В девятом классе я занял первое место в школе по спортивной гимнастике. Может, это был триггер? Или то, что гроза школы, знаменитый в нашем городке баскетболист, острослов и рубаха-парень Володя Меняйлов, к которому я и приблизиться не мог подумать, и не только потому, что он был на класс старше меня, но по всему комплексу, плюс то, что он был в школе круглым отличником, так вот, завидев меня как-то в парке, он со своей группой парней, которые слыли на всю округу хулиганами, подошел и уважительно сказал, что я здорово выступил по гимнастике, и вслух процитировал все мои показатели: перекладина 9.4 балла, брусья 9.6 и так далее! Он знал и помнил! Это тоже вызвало эмоциональный подъем, сродни тому, что я описал в самом начале этих заметок. Может, это был триггер?
Может, поэтому я вскоре осознал, что могу заучивать целые учебники и получать удовольствие от экзаменов? Может, ЭТО дает ощущение, что это МЫ управляем событиями, а не наоборот? Кстати, последнее чувство кажется мне теперь совершенно естественным. Это о нем О’Генри говорил, что не дороги выбирают нас, а мы выбираем дороги. И я не только абсолютно согласен с этим, но и отшлифовал это ощущение до совершенно естественного. МЫ выбираем, МЫ. Никто за нас не выбирает.
В университете я продолжал заниматься спортом, что освободило меня как члена сборной МГУ по спортивной гимнастике от обязательных занятий физкультурой. В начале второго курса наша сборная заняла третье место по Москве. И будучи поставленным перед выбором, к чему мне склониться – к спорту или к учебе, – я оставил гимнастику. Слишком много времени стало уходить на тренировки, поэтому я сделал выбор.
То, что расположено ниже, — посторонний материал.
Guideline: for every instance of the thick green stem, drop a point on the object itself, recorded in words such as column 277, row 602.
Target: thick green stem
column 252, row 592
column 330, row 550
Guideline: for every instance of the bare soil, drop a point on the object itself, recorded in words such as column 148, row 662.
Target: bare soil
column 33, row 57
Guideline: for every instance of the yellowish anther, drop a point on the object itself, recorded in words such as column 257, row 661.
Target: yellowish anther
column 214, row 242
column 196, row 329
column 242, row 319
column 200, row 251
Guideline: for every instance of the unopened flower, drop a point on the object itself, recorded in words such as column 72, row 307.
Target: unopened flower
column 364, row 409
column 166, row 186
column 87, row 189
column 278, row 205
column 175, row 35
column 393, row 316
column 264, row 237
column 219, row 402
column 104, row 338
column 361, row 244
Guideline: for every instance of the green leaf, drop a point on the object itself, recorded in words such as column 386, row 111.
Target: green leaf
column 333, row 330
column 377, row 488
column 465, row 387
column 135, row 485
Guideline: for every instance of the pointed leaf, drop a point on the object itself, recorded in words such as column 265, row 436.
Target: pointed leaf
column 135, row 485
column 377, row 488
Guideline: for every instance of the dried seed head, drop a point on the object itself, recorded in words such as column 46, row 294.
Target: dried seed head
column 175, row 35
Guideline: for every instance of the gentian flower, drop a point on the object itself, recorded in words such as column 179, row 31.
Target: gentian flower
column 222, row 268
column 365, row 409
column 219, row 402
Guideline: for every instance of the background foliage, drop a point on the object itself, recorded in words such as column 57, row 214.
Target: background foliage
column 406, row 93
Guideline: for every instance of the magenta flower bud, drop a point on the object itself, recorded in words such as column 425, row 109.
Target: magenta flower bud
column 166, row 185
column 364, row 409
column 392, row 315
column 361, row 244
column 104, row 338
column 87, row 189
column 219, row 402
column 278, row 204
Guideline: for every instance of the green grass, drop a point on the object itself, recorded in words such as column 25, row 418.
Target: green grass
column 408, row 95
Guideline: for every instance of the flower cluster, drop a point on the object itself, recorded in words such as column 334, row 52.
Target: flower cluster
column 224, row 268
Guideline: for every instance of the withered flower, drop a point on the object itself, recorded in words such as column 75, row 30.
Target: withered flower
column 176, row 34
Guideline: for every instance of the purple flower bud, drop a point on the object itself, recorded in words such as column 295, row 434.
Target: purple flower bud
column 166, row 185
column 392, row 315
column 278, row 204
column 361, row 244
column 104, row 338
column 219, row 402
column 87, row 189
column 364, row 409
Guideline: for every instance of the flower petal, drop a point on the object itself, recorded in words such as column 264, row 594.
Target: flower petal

В гимнастический зал с тех пор я не входил вот уже сорок лет. Хотя и сейчас, тренируясь в «джиме» в ньютонском JCC (Ньютон – это пригород Бостона), я ощущаю себя на гимнастическом помосте, на глазах зрителей. Так же автоматически «тяну носочки», теми же приемами останавливаю в один правильный и жесткий «напряг» раскачивание тела на перекладине, так же фиксирую «углы». Это уже навсегда.
6. Четвертый этаж
– Толя, где ты там? Тебя инспектор ищет! Так, к инспектору курса, значит. Опять, небось, справку потребуют о зарплате родителей, для стипендии. Что еще там – с учебой в порядке, прогулов особых нет, да и вообще учимся без году неделя, первый курс. Месяц назад, в октябре, сняли Хрущева, но это так, к слову. Смешно, как доцент истории КПСС Лидия Михайловна Добродомова, наш курсовой преподаватель, до дня его снятия только и повторяла: «Наш дорогой Никита Сергеевич», а уже на следующий день со знанием дела объяснила, что сняли его по причине непомерного и им же поощряемого культа личности и принципиальных ошибок во внутренней и внешней политике партии и государства. При этом она со вздохом произнесла фразу, которую я не очень понял: «А сколько диссертаций полетело…»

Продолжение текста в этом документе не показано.